This trip started with the best omens. Tarom, the Romanian national airline, had a flight straight from Thessaloniki to Bucharest. At the airport we were greeted by our man from the Greek-Romanian Chamber of Commerce who took us to our hotel. Greek by origin, he had been living in Romania for many years. During our drive, he showed us the sites and didn’t miss the opportunity to point out how prominent Greek families built almost every architecturally notable building we came across.

He left us at Hotel Cismigiu. An old hotel, now bought by a Spanish chain, which was totally renovated on the inside in order to provide all amenities of a 4star European establishment. We had a bit of a rest and made plans for the next day. Early in the evening, our partner took us for dinner to the Lipscani area, to a beer place called Caru’ Cu Bere, An impressive Gothic building dating back to 1899. Great first impressions from the Romanian cuisine.

We returned to the hotel where we felt overwhelmed with the personal Lavazza espresso maker in every apartment and the stacked with goodies minibar. Of course, we had a bit of everything.
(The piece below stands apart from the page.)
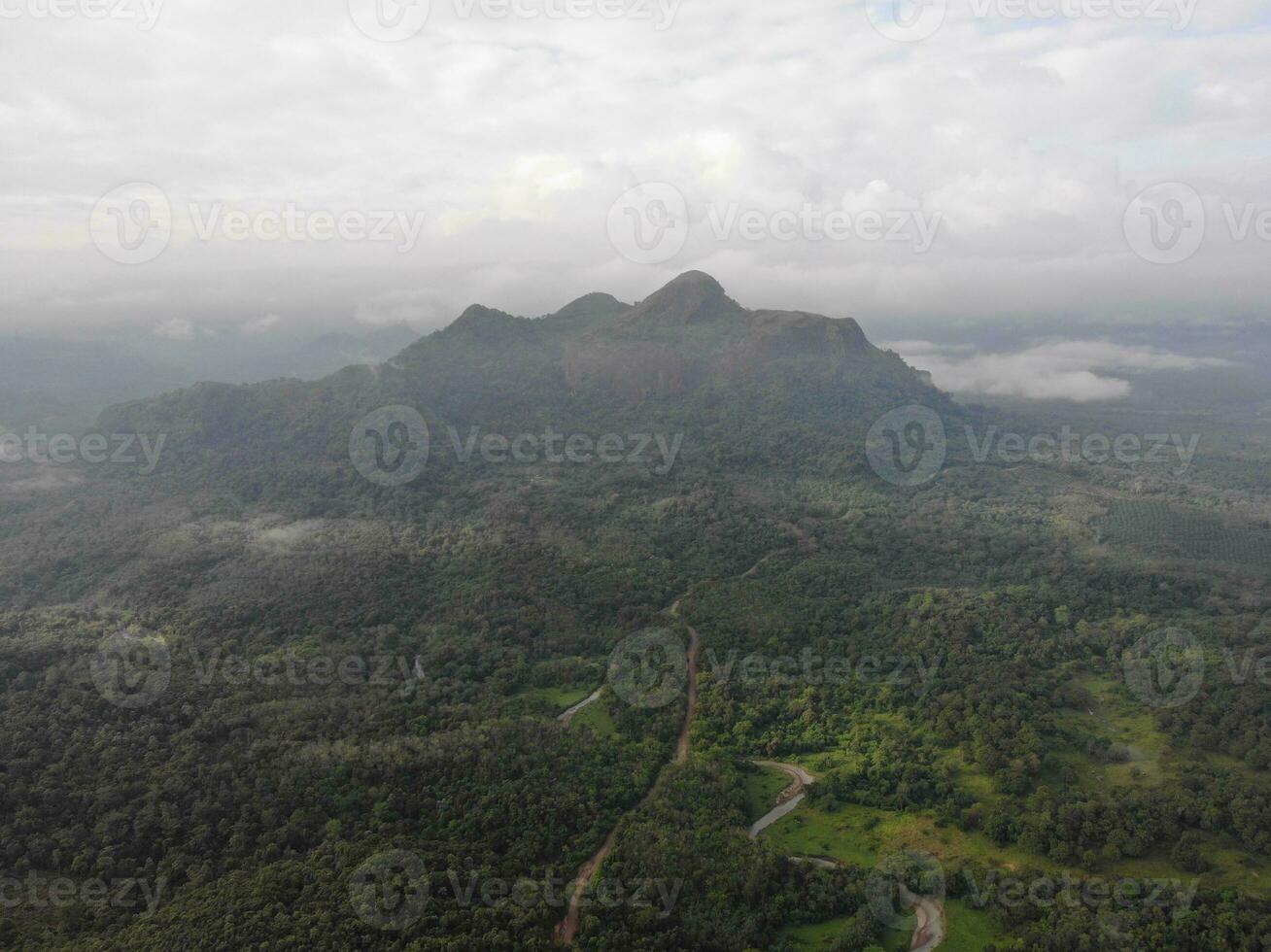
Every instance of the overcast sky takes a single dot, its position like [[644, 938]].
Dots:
[[1001, 153]]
The next morning, we went straight to Regina Elisabetta Theatre, a grand hall opposite the hotel, in order to see and organize the venue: Promotion of Epirus as a Tourist Destination and Agricultural Producer. We met with the Commercial Attaché of the Greek Embassy, the Secretary of the Greek-Romanian Chamber of Commerce and local partners. Everything was in order within three hours. We were a bit concerned about the outcome but hoped we’d have a good response by our guests.

Having finished our chores, we packed up our concern and went for coffee at the Grand Cafe Van Gogh, one of the oldest in town, with impressive frescos and mosaics, situated in Strada Smardan, the pedestrian walk in the heart of Bucharest. We had lunch at Gambrinus, right underneath our hotel. A huge schnitzel and a big glass of Ursus beer, each.

After a good rest, we went out to dinner. It seems that these trips boost our appetite! Our partner suggested El Bacha. A Lebanese  restaurant on the Piaţa Alba lulia square. Tabouleh, Fatoush and Salata Libaneza, Arayes Kafta, along with a huge plate of ‘Mixt Grill’ with beef and chicken. Most yummy Middle Eastern dishes ever! Still today, we don’t know how we managed to sleep after such a huge feast.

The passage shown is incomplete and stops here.